One of the Indianapolis 500’s all-time badasses was in a delightful mood on the 60th anniversary of his pole-winning run in 1963. Parnelli Jones would take his second consecutive Indy 500 pole — lapping the Speedway at an average of 151.153mph — on May 18, 1963, which also ranked as a new track record. He’d turn that pole into a win, making a statement for the front-engine roadsters at the onset of the rear-engine chassis revolution at the Brickyard.
“The one thing that really sticks out from my 1963 Indy 500 pole was the weather,” Jones told RACER from his Southern California home. “It was very windy and you had to be lucky when you went out to qualify, hoping it wasn’t blowing its hardest. I got it right, or was lucky and it wasn’t, but it was still very windy during the run. I also remember (Jim) Hurtubise and (Don) Branson being on the front row with me, two of my old USAC Sprint Car buddies.

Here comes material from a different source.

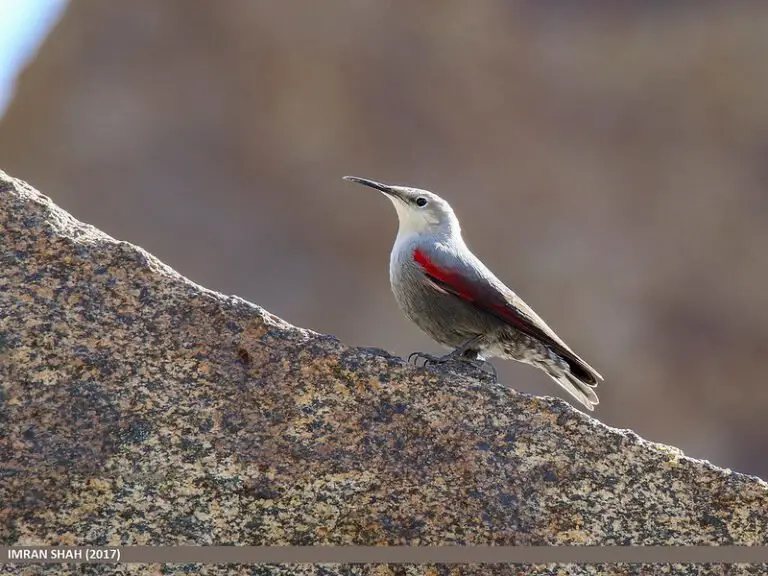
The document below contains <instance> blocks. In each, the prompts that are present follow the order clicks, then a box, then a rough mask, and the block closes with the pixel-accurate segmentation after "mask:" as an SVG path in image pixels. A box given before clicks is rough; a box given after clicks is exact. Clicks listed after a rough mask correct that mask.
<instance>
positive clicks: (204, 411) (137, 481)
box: [0, 173, 768, 574]
mask: <svg viewBox="0 0 768 576" xmlns="http://www.w3.org/2000/svg"><path fill="white" fill-rule="evenodd" d="M0 266H2V268H1V270H2V274H0V385H1V388H0V542H2V543H3V544H54V543H56V544H79V545H86V544H93V545H118V544H123V545H130V544H146V545H160V544H165V545H174V544H240V545H246V544H252V545H258V544H271V545H283V544H296V545H309V544H335V545H343V544H359V545H386V544H412V545H436V544H497V545H498V544H506V545H513V544H592V545H594V544H623V545H627V544H686V545H690V544H720V545H725V544H744V545H757V544H763V545H764V544H768V485H766V484H765V483H764V482H762V481H761V480H759V479H757V478H753V477H748V476H744V475H740V474H737V473H734V472H731V471H729V470H724V469H720V468H717V467H715V466H713V465H711V464H709V463H707V462H702V461H696V460H692V459H689V458H686V457H685V456H684V455H683V454H682V453H681V452H680V451H678V450H676V449H674V448H671V447H667V446H662V445H659V444H653V443H649V442H647V441H644V440H643V439H641V438H639V437H638V436H637V435H635V434H633V433H632V432H630V431H626V430H617V429H612V428H609V427H607V426H605V425H603V424H601V423H600V422H599V421H598V420H596V419H594V418H591V417H589V416H587V415H585V414H582V413H581V412H579V411H577V410H575V409H573V408H571V407H570V406H569V405H568V404H566V403H565V402H563V401H561V400H557V399H552V398H542V397H533V396H528V395H523V394H518V393H516V392H515V391H513V390H510V389H508V388H506V387H503V386H499V385H494V384H493V383H491V382H489V381H487V380H478V379H476V378H474V377H473V375H471V374H461V373H454V372H449V371H443V370H441V369H437V368H435V369H421V368H416V367H413V366H410V365H407V364H406V363H405V362H404V361H403V360H402V359H400V358H396V357H393V356H391V355H389V354H387V353H386V352H384V351H381V350H375V349H359V348H350V347H347V346H344V345H342V344H341V343H339V341H338V340H336V339H335V338H333V337H330V336H325V335H321V334H317V333H314V332H311V331H309V330H304V329H301V328H296V327H294V326H291V325H289V324H287V323H286V322H284V321H282V320H280V319H279V318H277V317H275V316H273V315H272V314H270V313H268V312H267V311H265V310H263V309H262V308H260V307H258V306H255V305H253V304H250V303H249V302H246V301H244V300H242V299H240V298H237V297H233V296H225V295H222V294H218V293H215V292H212V291H209V290H206V289H205V288H203V287H201V286H198V285H196V284H194V283H193V282H191V281H189V280H187V279H186V278H184V277H182V276H180V275H179V274H178V273H176V272H174V271H173V270H172V269H170V268H169V267H167V266H165V265H164V264H162V263H161V262H159V261H158V260H157V259H155V258H154V257H152V256H151V255H149V254H147V253H146V252H144V251H143V250H141V249H140V248H137V247H136V246H133V245H131V244H128V243H125V242H120V241H117V240H114V239H113V238H111V237H109V236H107V235H106V234H104V233H102V232H100V231H98V230H96V229H95V228H93V227H91V226H88V225H85V224H82V223H80V222H78V221H76V220H75V219H73V218H72V217H71V216H70V215H68V214H67V213H66V212H64V211H63V210H61V209H59V208H58V207H56V206H55V205H54V204H53V203H52V202H51V201H50V200H49V199H48V198H46V197H45V196H43V195H41V194H40V193H38V192H36V191H35V190H33V189H32V188H30V187H29V186H28V185H26V184H25V183H23V182H20V181H18V180H14V179H12V178H9V177H8V176H6V175H5V174H3V173H0ZM318 305H322V304H321V303H318ZM614 385H619V384H618V383H614ZM598 415H599V413H598ZM262 568H263V570H266V572H264V573H270V572H274V573H329V574H336V573H349V574H362V573H366V574H367V573H371V574H399V573H419V574H420V573H434V574H449V573H464V572H475V573H493V572H498V573H508V569H506V568H505V567H499V566H496V567H492V566H486V567H474V568H471V567H464V568H457V567H452V568H451V567H446V566H438V567H432V568H427V567H398V566H378V567H361V566H357V567H339V566H327V567H325V568H317V567H308V566H304V567H293V568H291V567H282V568H277V567H273V568H269V567H262ZM145 569H146V570H147V571H149V572H148V573H157V570H158V567H143V568H135V569H134V571H136V570H145ZM201 569H202V568H201ZM518 569H520V570H521V571H522V568H521V567H518ZM50 570H52V571H54V572H56V573H60V572H61V570H60V567H58V568H57V567H51V568H50ZM217 570H218V569H217V568H215V567H207V568H205V573H217V572H216V571H217ZM222 570H223V569H222ZM230 570H231V571H232V572H234V573H240V572H241V573H244V574H245V573H248V574H251V573H253V567H230ZM564 570H565V568H564V567H556V566H539V567H528V568H527V569H526V570H525V571H524V572H525V573H541V574H557V573H566V572H565V571H564ZM730 570H731V572H730V573H741V572H744V573H752V574H763V573H765V571H766V567H764V566H763V567H759V566H755V567H743V566H742V567H739V568H738V570H739V572H736V571H734V570H736V568H734V567H731V568H730ZM166 571H167V572H168V573H174V572H176V571H180V572H179V573H181V572H182V571H183V569H182V568H180V567H167V568H166ZM430 571H431V572H430ZM452 571H453V572H452ZM637 571H641V572H642V573H644V574H648V573H679V574H694V573H701V574H710V573H711V574H721V573H726V567H723V566H712V565H709V566H701V567H694V566H676V567H675V566H647V567H644V568H641V567H638V566H627V565H625V566H589V567H588V566H578V567H576V566H571V567H569V568H568V570H567V573H571V574H575V573H610V574H630V573H639V572H637ZM52 573H53V572H52Z"/></svg>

“When I won the pole in 1962 breaking 150mph (150.370mph) for the first time, I had something to shoot for and people were talking about 150mph all month wondering if it would happen. In 1963 I just wanted to be on the pole again and we all (1963 front row) broke 150mph. It was special to win a second straight pole; that really doesn’t happen often. I think Aggie (his car owner J. C. Agajanian) was as happier or happier than me to be there again!
“I’ll never forget Herk led the first lap in the Novi but I passed him on the second lap and led over 160 laps. Boy, it seems like a long time ago, but not 60 years ago! Those were some special and memorable times in racing.”
Jones’ old friend A.J. Foyt accepted a celebratory cake on behalf of 89-year-old Parnelli (pictured, top), which the A.J. Foyt Racing team devoured during lunch.
“Parnelli was always a good hard racer, a real rival,” the four-time Indy 500 winner said. “We had some great battles and we sure had fun. 1963 was Parnelli’s year — he had us covered on pole day and race day.
“When we were racing we spent so much time together — he was a great friend. I wish he could make it back to Indianapolis, it would be nice to see him.”